Evidence & Benchmarks

• KU-55933 inhibits ATM kinase with an IC₅₀ of 13 nM and a Ki of 2.2 nM in biochemical assays (APExBIO).
• Selective inhibition: >100-fold selectivity for ATM over DNA-PK, PI3K, PI4K, ATR, and mTOR under identical in vitro conditions (APExBIO).
• Reduces Akt phosphorylation at Ser473, a critical step in survival signaling after DNA damage (Zhen et al., 2023).
• Induces G1 cell cycle arrest and downregulation of cyclin D1 in multiple cancer cell lines at 10 μM concentration (APExBIO).
• Inhibits proliferation by ~50% in MDA-MB-453 and PC-3 cells at 10 μM in vitro (APExBIO).
• Alters metabolism: increases lactate production, glucose consumption, and decreases ATP levels in MCF-7 cells (APExBIO).
• ATM inhibition impairs DSB repair, modulating cGAS activation and the innate immune response (Zhen et al., 2023).

This article extends the mechanistic depth of KU-55933: Advanced Insights into ATM Kinase Inhibition and DNA Damage Response by providing updated quantitative benchmarks and clarifying the compound’s impact on Akt phosphorylation.
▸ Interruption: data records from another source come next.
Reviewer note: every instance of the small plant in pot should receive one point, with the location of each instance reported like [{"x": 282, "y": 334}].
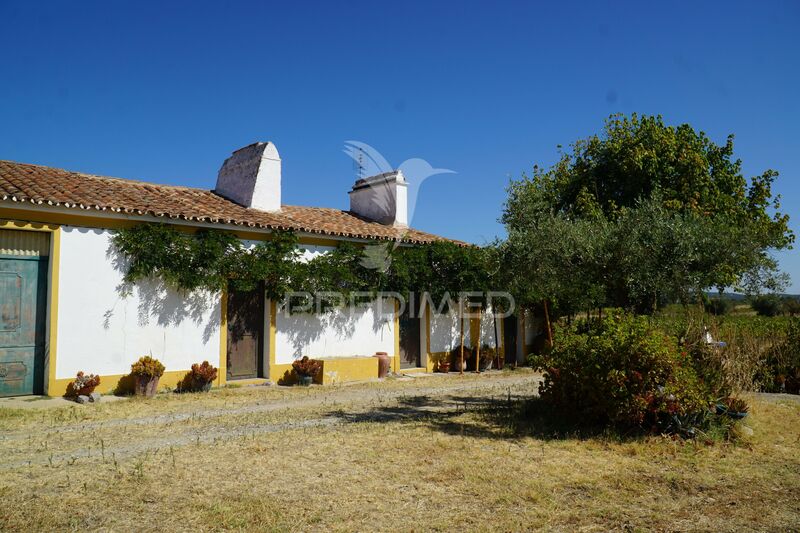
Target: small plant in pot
[
  {"x": 488, "y": 354},
  {"x": 442, "y": 363},
  {"x": 83, "y": 385},
  {"x": 306, "y": 369},
  {"x": 202, "y": 376},
  {"x": 146, "y": 373}
]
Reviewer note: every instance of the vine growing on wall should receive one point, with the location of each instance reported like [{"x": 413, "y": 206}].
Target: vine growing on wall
[{"x": 215, "y": 260}]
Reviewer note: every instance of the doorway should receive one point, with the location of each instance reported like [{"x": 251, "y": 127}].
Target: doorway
[
  {"x": 510, "y": 338},
  {"x": 409, "y": 340},
  {"x": 23, "y": 305},
  {"x": 245, "y": 334}
]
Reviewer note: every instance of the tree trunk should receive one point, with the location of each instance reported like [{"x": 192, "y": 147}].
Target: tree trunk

It builds on the metabolic insights summarized at KU-55933: ATM Kinase Inhibitor Redefining iPSC-Based DNA Damage Response Research by specifying the metabolic alterations observed in MCF-7 cells. For further troubleshooting and advanced application guidance, see KU-55933: Potent ATM Kinase Inhibitor for DNA Damage Response Research.

Applications, Limits & Misconceptions

KU-55933 is used in studies of DNA damage checkpoint signaling, cancer cell proliferation, metabolic regulation, and apoptosis. It is a reference tool for dissecting ATM-mediated signaling and is widely applied in iPSC platforms for disease modeling. DNA damage-induced nuclear translocation of cGAS and its involvement in genome stability are also investigated with ATM inhibition (Zhen et al., 2023).
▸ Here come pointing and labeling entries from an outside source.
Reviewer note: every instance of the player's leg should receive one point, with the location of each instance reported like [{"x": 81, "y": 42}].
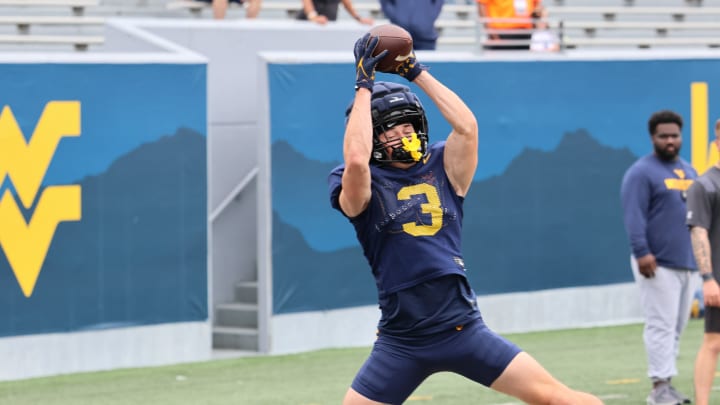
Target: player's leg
[
  {"x": 525, "y": 379},
  {"x": 707, "y": 356},
  {"x": 659, "y": 297},
  {"x": 482, "y": 355},
  {"x": 390, "y": 374}
]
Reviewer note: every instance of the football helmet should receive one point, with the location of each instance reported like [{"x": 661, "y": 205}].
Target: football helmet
[{"x": 393, "y": 104}]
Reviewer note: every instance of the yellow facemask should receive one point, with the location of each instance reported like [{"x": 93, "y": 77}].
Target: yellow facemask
[{"x": 413, "y": 146}]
Common Pitfalls or Misconceptions

• KU-55933 is not effective against non-PIKK family kinases; off-target effects are minimal at recommended concentrations.
• It does not inhibit DNA-PK or ATR at concentrations used for ATM inhibition (selectivity >100-fold).
• The compound is insoluble in water and ethanol; use DMSO (≥41.67 mg/mL) with gentle warming for stock solutions (APExBIO).
• Long-term storage of solutions at room temperature leads to rapid degradation; prepare fresh aliquots and store at <-20°C.
• Not suitable for in vivo use in animals due to poor pharmacokinetic properties unless specifically formulated.

Workflow Integration & Parameters

KU-55933 is supplied as a solid by APExBIO and should be dissolved in DMSO to a concentration of ≥41.67 mg/mL with gentle warming. Working solutions are typically prepared at 10 μM for in vitro cell-based assays. For storage, keep the compound desiccated at -20°C; stock solutions in DMSO are stable for several months below -20°C. Use solutions promptly after thawing to avoid loss of potency. Negative controls should include DMSO-only treatments. For DDR studies, ATM inhibition should be validated by reduced Ser473 phosphorylation of Akt or loss of H2AX phosphorylation. Integration into iPSC, cancer cell, and metabolic profiling platforms is well documented (KU-55933: ATM Kinase Inhibitor Empowering Personalized DNA Damage Research).

Conclusion & Outlook

KU-55933 is a benchmark ATM kinase inhibitor enabling quantitative, reproducible interrogation of DNA damage response, cell cycle arrest, and related metabolic changes in cancer biology and iPSC-based models. Its selectivity profile and well-characterized action make it suitable for dissecting ATM-dependent signaling in DDR research. For ordering and further specifications, refer to the KU-55933 (ATM Kinase Inhibitor) product page from APExBIO. Ongoing research into nuclear cGAS and ATM axis regulation continues to expand the compound’s utility in genome stability and cancer research (Zhen et al., 2023).